What do these communications have in common? Each of them asks the member to hit a home run… for the association. The association needs volunteers. The association needs to make money. The association needs to hit their member renewal goal before the next board meeting. While presumably, the member receives some kind of value from each of these activities, this style often feels association-centric.

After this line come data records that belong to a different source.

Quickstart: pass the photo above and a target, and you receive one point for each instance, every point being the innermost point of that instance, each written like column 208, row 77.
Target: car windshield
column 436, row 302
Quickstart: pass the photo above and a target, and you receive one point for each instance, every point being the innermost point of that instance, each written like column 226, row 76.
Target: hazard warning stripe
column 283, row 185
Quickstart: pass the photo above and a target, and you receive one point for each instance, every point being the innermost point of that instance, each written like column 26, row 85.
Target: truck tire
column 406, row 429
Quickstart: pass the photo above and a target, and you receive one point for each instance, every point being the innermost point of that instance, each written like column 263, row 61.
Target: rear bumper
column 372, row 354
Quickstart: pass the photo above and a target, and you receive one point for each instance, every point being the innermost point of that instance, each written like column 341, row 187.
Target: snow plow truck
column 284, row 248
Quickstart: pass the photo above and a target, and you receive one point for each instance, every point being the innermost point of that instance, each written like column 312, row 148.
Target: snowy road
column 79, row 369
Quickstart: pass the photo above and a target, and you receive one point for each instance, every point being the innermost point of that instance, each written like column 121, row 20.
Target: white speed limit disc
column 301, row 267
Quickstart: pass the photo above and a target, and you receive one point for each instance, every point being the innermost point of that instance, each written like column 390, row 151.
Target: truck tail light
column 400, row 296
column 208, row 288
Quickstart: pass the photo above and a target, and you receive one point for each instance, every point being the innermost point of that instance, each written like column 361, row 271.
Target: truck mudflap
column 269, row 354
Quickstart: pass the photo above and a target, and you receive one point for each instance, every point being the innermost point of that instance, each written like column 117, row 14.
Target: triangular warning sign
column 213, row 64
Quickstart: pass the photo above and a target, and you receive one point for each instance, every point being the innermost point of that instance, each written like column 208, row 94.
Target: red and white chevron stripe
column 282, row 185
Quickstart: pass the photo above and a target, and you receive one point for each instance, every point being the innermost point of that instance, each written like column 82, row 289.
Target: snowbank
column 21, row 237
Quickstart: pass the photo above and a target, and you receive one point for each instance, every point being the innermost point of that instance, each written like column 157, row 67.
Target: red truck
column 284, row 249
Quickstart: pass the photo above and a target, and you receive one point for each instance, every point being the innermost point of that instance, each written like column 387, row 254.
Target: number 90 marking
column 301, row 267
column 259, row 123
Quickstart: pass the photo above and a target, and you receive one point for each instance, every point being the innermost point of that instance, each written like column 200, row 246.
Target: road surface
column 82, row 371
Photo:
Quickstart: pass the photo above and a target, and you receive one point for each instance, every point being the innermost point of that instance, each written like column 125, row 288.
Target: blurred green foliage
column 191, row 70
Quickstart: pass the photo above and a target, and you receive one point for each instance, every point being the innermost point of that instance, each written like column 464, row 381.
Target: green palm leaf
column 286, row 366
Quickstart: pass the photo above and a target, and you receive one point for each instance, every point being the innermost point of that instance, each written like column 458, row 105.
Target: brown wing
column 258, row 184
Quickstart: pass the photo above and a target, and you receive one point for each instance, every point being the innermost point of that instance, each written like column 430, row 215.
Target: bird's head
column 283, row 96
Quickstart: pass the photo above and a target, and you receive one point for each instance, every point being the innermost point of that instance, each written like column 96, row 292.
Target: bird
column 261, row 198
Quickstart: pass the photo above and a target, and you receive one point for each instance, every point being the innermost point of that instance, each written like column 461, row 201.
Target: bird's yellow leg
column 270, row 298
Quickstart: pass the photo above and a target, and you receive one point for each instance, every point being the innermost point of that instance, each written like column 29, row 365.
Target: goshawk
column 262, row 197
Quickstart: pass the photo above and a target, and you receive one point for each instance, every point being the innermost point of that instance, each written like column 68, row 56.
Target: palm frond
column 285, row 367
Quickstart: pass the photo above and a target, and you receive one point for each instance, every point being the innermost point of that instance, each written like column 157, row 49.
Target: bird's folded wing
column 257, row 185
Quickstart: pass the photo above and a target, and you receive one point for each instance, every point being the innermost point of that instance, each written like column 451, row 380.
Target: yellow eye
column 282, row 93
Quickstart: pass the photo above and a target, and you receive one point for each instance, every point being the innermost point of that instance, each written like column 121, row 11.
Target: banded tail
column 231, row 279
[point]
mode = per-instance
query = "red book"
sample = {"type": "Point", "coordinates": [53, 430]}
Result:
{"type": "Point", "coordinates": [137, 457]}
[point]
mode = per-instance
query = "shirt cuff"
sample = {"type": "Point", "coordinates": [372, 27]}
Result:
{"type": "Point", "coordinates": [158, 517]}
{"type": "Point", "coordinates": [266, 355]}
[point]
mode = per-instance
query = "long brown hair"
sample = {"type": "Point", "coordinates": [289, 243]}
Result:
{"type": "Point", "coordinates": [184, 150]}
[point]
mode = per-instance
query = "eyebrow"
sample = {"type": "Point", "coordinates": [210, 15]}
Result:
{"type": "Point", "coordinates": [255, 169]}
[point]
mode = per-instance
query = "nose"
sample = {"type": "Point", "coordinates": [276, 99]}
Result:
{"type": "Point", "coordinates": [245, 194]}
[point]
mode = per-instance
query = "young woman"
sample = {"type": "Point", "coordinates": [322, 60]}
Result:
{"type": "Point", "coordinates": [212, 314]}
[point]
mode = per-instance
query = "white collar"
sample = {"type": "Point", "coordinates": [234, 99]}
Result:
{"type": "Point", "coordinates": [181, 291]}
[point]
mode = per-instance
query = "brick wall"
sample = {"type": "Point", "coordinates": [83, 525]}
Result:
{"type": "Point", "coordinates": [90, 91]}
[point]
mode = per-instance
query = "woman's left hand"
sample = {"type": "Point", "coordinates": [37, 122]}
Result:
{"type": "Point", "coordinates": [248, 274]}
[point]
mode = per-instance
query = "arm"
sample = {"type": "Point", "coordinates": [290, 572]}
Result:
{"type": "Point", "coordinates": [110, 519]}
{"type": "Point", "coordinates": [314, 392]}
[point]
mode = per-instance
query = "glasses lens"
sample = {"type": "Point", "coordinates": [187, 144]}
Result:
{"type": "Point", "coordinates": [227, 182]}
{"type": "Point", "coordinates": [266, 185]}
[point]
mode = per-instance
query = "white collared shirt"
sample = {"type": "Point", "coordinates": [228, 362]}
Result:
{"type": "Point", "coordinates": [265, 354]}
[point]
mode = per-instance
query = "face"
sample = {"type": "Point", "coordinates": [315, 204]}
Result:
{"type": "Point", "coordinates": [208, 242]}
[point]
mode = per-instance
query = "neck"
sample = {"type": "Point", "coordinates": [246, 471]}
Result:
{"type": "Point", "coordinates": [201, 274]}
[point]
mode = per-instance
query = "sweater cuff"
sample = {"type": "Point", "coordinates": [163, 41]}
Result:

Inevitably, some members respond to home run emails. They can see through to the value of an activity, or they’re feeling particularly charitable, or they need continuing education and the offer fulfills their need. But when this communication style is the majority of how your members are interacting with the organization, they begin to tune out, no matter how great your copy is written and call to action is worded. It all looks and feels the same after a while, literally.
There is a phenomenon we talk about at PropFuel often called Pattern Interrupt. The idea is that in order to get attention, affect behavior or alter one’s assumptions, you have to shake individuals from their typical experience. This approach isn’t just a sales tactic; it’s backed up by psychology. There is a great opportunity for organizations to interrupt typical communication patterns to garner engagement.
Associations tend to get into communication patterns that persist for years. Take the e-newsletter for example, which is sometimes produced by a third party. Associations have little control over that type of communication, because of fixed layouts that reserve space for various sized advertisements. They’re often limited in possibilities for variation; each section is an image and text combination, for example. And, they tend to be incredibly copy-heavy. While it goes without saying, the attention span of humans today is incredibly short, and even shorter when a communication doesn’t deliver value for the recipient.
There are so many ways for association marketers and membership staff to get creative with communications. Easy fixes, like changing up graphics that have been the same for months or even years at a time, is a great start. Video is incredibly popular right now; consider communications you can evolve from being in written copy to video format. Or, try something more drastic: how about a one to two line email that looks like it was written by an individual (such as your president)?
Creating communications that look fresh and new is a great way to signal to your members that you’re not asking too much of them. You just want them to look (hit a single)!
Shifting the Purpose of Communication by Asking Questions
In the spirit of hitting singles, it’s not only a particular look and feel that should be considered for a communications strategy; it’s diversifying the purpose of the communication. Because associations are asking for home runs, communications have a sense of “talking at” members. Instead of just informing members about what is happening at the association, asking members to consider the upcoming conference, or asking them to buy the new educational program, associations can invite members to be a part of the conversation to increase engagement.
At PropFuel, we’ve found that one of the best ways to encourage two-way interaction between an individual member and the association is to ask questions. There is a significant difference in outcome between sending an email to a member saying, “Your membership has expired. Renew Now!” versus, “Are you planning to renew?” The former is a one-way interaction. The latter allows the member to think about it, answer accordingly, and even give the association new information about why they haven’t renewed yet.
This approach of asking questions is different from the function of a survey - it’s a real-time question with the ability for you to act - and incredibly effective. PropFuel associations that implement a member renewal campaign consistently see a 2-5% weekly increase, year-over-year, on membership renewals. And, members renew earlier in the membership cycle. The conversational approach is more effective because:
- It looks different (Pattern Interrupt).
- It is brief and consumable.
- It is about the member, not the association.
Asking your members to answer a single question is akin to asking them to hit a single. Whether or not you’re a baseball fan, you know that a lot of singles can add up to as many runs on the board as a few home runs. By asking your members to engage in micro-interactions instead of with big gestures that often involve more money, you’re inviting them into the whole game, not just one play. This way, they see every play, have a chance to act and become a member of the team (your association) for the long haul.